Mięso myjemy, osuszamy ręcznikiem i kroimy na średniej wielkości kawałki. Wkładamy do miski i posypujemy łyżką mąki, dokładnie mieszamy.

Na patelni, na której wcześniej przyrządzaliśmy warzywa, rozgrzewamy ok. 1 łyżkę oliwy z oliwek i wrzucamy mięso. Obsmażamy do uzyskania ładnego koloru.


Gdy wszystkie kawałki będą już ładnie przyrumienione dodajemy warzywa. Wszystko doprawiamy solą i pieprzem. Na patelnię wlewamy szklankę wina i doprowadzamy wszystko do wrzenia zeskrobując kawałki mięsa, które przywarły do patelni.


Następnie wlewamy passatę, wrzucamy liście laurowe i dodajemy wszystkie przyprawy oraz cukier. Gulasz doprowadzamy do wrzenia, zmniejszamy ogień i gotujemy na wolnym przez ok. 1-1,5 h do czasu, gdy wołowina zmięknie. Od czasu do czasu mieszamy całość, by gulasz się nie przypalił.
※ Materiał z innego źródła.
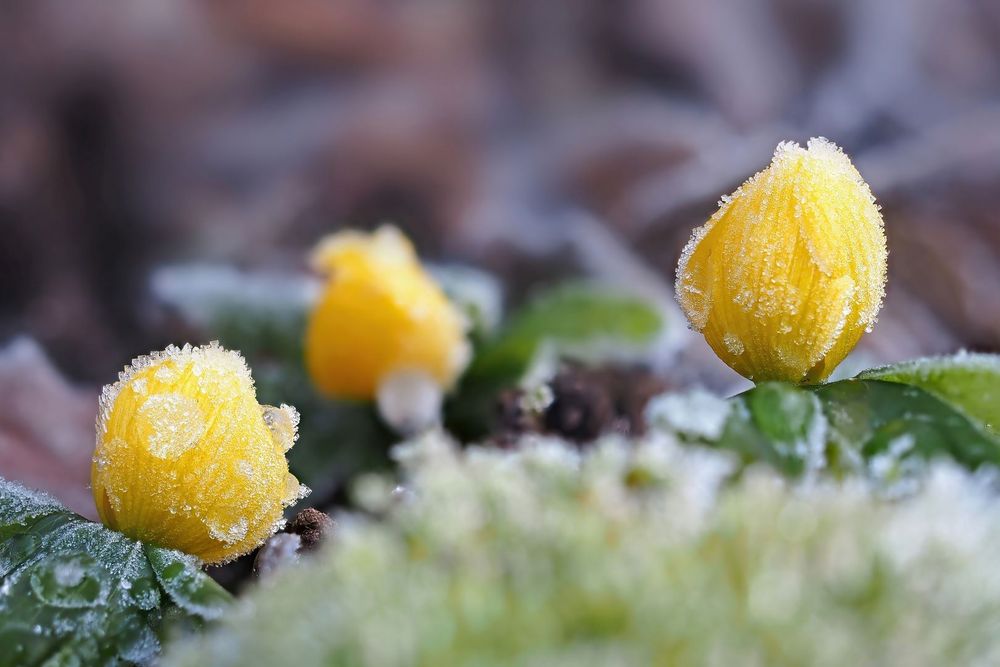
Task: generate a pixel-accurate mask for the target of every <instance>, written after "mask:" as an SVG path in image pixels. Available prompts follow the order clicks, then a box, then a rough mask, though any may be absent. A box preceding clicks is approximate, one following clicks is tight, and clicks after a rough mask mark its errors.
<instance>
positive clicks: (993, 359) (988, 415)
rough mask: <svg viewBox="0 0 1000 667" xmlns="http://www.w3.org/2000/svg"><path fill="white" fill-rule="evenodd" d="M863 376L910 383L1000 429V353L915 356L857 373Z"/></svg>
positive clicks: (968, 414)
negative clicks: (998, 353) (916, 357)
mask: <svg viewBox="0 0 1000 667" xmlns="http://www.w3.org/2000/svg"><path fill="white" fill-rule="evenodd" d="M858 378H859V379H862V380H884V381H886V382H899V383H902V384H909V385H913V386H916V387H920V388H921V389H923V390H925V391H927V392H930V393H932V394H934V395H935V396H937V397H938V398H942V399H944V400H945V401H947V402H949V403H951V404H952V405H955V406H957V407H958V408H960V409H961V410H963V411H964V412H965V413H966V414H968V415H969V416H970V417H974V418H975V419H978V420H979V421H980V422H982V424H983V425H984V426H985V427H986V429H987V430H989V431H991V432H992V433H998V432H1000V356H998V355H995V354H971V353H968V352H960V353H958V354H956V355H953V356H949V357H931V358H926V359H916V360H914V361H907V362H904V363H901V364H893V365H891V366H883V367H881V368H873V369H871V370H867V371H864V372H863V373H861V374H859V375H858Z"/></svg>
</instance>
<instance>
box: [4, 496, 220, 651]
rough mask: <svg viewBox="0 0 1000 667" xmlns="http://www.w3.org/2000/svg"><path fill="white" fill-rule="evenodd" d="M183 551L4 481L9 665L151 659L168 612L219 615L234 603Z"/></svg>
mask: <svg viewBox="0 0 1000 667" xmlns="http://www.w3.org/2000/svg"><path fill="white" fill-rule="evenodd" d="M148 553H153V554H156V556H157V558H156V559H155V562H156V565H157V567H154V566H153V561H154V559H153V558H151V557H150V556H149V555H148ZM174 553H176V552H169V551H167V550H163V549H155V548H152V547H146V548H144V545H142V544H141V543H139V542H136V541H134V540H131V539H129V538H127V537H125V536H124V535H122V534H121V533H118V532H116V531H113V530H109V529H107V528H105V527H104V526H102V525H100V524H97V523H94V522H92V521H88V520H86V519H84V518H83V517H81V516H79V515H76V514H73V513H72V512H70V511H69V510H67V509H66V508H64V507H63V506H62V505H60V504H59V503H58V502H57V501H56V500H55V499H53V498H51V497H50V496H47V495H45V494H41V493H37V492H33V491H29V490H27V489H25V488H24V487H21V486H19V485H17V484H14V483H12V482H8V481H6V480H3V479H2V478H0V647H2V648H0V666H7V665H18V666H21V665H41V664H46V665H56V664H102V665H103V664H111V665H113V664H148V663H150V662H152V661H153V660H154V659H155V657H156V655H157V654H158V652H159V639H158V637H157V632H158V630H159V627H160V624H161V619H162V617H163V614H164V612H166V611H171V610H174V609H182V611H183V613H184V614H185V615H187V616H189V617H197V618H199V619H208V618H214V617H217V616H218V615H219V613H220V610H221V609H222V608H223V607H224V605H225V604H226V601H227V599H228V596H227V595H226V594H225V593H224V592H222V591H221V589H220V588H219V587H218V586H217V585H216V584H215V583H214V582H213V581H212V580H211V579H210V578H209V577H208V576H207V575H206V574H204V573H203V572H201V570H200V568H199V565H198V563H197V561H196V560H194V559H191V558H190V557H185V556H180V557H179V558H173V559H170V558H169V557H168V556H167V555H164V554H174ZM175 562H179V563H181V566H180V572H179V573H178V572H174V571H171V577H169V578H168V577H164V575H163V574H162V573H161V572H160V570H159V569H158V568H162V567H165V566H173V567H175V568H176V567H177V566H174V565H173V564H174V563H175ZM161 581H163V583H161ZM223 596H226V597H223Z"/></svg>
W czasie, gdy gulasz powoli się dusi, możemy przygotować placki.

Placki ziemniaczane:
  • ok. 800g ziemniaków
  • 1 marchewka
  • 1 cebula
  • 1 ząbek czosnku
  • 1 jajko
  • 2 łyżki mąki
  • zioła prowansalskie, sól i pieprz
Do miski ścieramy na tarce o grubych oczkach marchewkę oraz ziemniaki. Odsączamy nadmiar płynu dociskając całość papierowym ręcznikiem. Następnie na tarce o najmniejszych oczkach ścieramy cebulę, czosnek przeciskamy przez praskę i dodajemy wszystko do ziemniaków. Wbijamy jajko i mieszamy całość. Następnie dodajemy przyprawy i mąkę, wszystko dokładnie mieszamy.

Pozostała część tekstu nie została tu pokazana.